The press release praised Pennsylvania Gov. Tom Wolf’s administration for its support and development of the state’s hemp program. In July at the Pennsylvania Hemp Summit, the state agricultural department announced a $460,000 program to help hemp cultivators and other unique crops through Specialty Crop Block Grants. “We are building a new industry, literally from the ground up,” Redding said at the event.

Back in 2019, Wolf also signed the Pennsylvania Farm Bill, which provided “strategic investments” in state agriculture, and noted the inclusion of hemp as an animal feed.

In other hemp news, tiny homes were created in Europe by Margent Farms using corrugated hemp sheets. The surprisingly spacious two-story homes were created with sustainability, affordability, and design consciousness in mind. “The fibres sequester carbon, locking it in and stopping it releasing back into the atmosphere, resulting in a very low-carbon product. The high cellulose content (60–70%) of the plant makes it a very strong and durable material. The sheet is bound with a sugar based resin made entirely from agricultural waste. Our hemp sheets are a natural alternative to corrugated steel, PVC, bitumen and cement,” the construction company said on its website.
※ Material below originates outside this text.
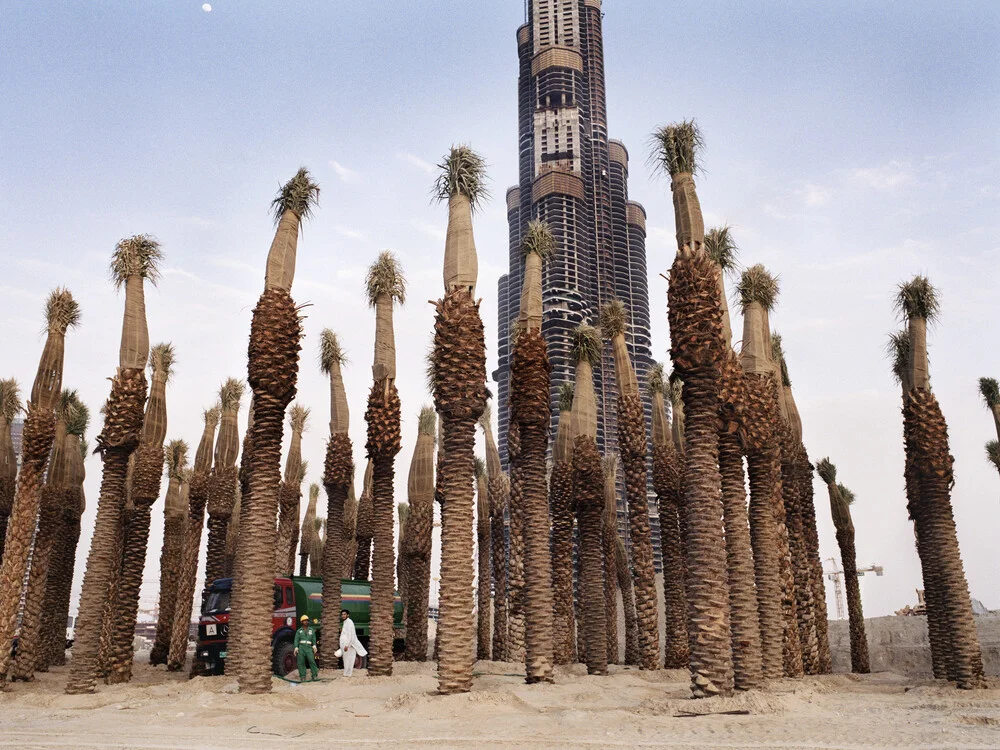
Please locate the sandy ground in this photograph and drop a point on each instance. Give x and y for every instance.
(627, 709)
Earlier this summer, North Carolina Gov. Roy Cooper signed a bill to remove hemp from the state’s list of controlled substances. “Agriculture is North Carolina’s largest industry and giving North Carolina farmers certainty that they can continue to participate in this growing market is the right thing to do for rural communities and our economy,” Cooper said in a press release.
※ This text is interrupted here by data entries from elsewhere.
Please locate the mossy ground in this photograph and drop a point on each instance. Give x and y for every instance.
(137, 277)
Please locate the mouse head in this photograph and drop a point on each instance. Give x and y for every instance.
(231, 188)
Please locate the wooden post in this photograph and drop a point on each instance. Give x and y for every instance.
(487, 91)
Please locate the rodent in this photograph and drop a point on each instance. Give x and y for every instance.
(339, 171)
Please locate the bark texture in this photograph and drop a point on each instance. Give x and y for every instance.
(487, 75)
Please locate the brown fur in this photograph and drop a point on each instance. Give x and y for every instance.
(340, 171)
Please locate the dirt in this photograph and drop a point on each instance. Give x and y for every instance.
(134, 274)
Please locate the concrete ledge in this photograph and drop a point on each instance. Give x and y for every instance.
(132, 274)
A hemp-focused museum exhibit debuted in June in Barcelona, spotlighting the unique uses of hemp as an important trade crop and source of income for merchants in Japan. Called “Cannabis Japonica,” unique clothing samples and literature are on display through February 2023.
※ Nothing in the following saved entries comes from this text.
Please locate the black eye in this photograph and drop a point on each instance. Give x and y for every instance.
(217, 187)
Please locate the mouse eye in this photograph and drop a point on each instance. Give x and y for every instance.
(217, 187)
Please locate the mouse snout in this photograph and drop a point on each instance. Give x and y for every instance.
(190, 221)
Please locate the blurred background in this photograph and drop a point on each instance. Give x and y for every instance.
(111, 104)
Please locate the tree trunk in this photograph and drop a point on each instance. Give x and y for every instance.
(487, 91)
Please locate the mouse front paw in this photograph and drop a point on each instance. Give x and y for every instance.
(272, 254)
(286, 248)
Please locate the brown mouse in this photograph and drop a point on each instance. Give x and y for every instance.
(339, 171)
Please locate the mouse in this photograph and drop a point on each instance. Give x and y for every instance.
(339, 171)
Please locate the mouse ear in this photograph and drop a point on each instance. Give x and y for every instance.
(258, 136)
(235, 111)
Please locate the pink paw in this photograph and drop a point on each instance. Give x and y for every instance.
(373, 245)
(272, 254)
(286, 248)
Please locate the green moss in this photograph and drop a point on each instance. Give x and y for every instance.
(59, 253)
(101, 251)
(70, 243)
Japan is undergoing its own cannabis renaissance as well. While cannabis is strictly regulated, the country’s health officials are proposing that medical cannabis be legalized to align its regulation with other major countries.

A new report from Technavio examined the global industrial hemp market, and projects that the industry could grow up to $6.47 billion in value between 2021 and 2026. Specifically, the report suggests that the leading hemp product will be textiles. “The industrial hemp market share growth in the textile segment will be significant during the forecast period. Hemp fibers possess significant properties, such as high absorption capacity and good thermal and electrical properties, like low static electricity charge and high heat of sorption,” the report states. “Hence, hemp is used in the manufacture of apparel, fabrics, denim, and fine textiles, thus increasing the demand for hemp in the textile segment. Therefore, owing to these factors, the textile segment of the market in focus is expected to grow during the forecast period.”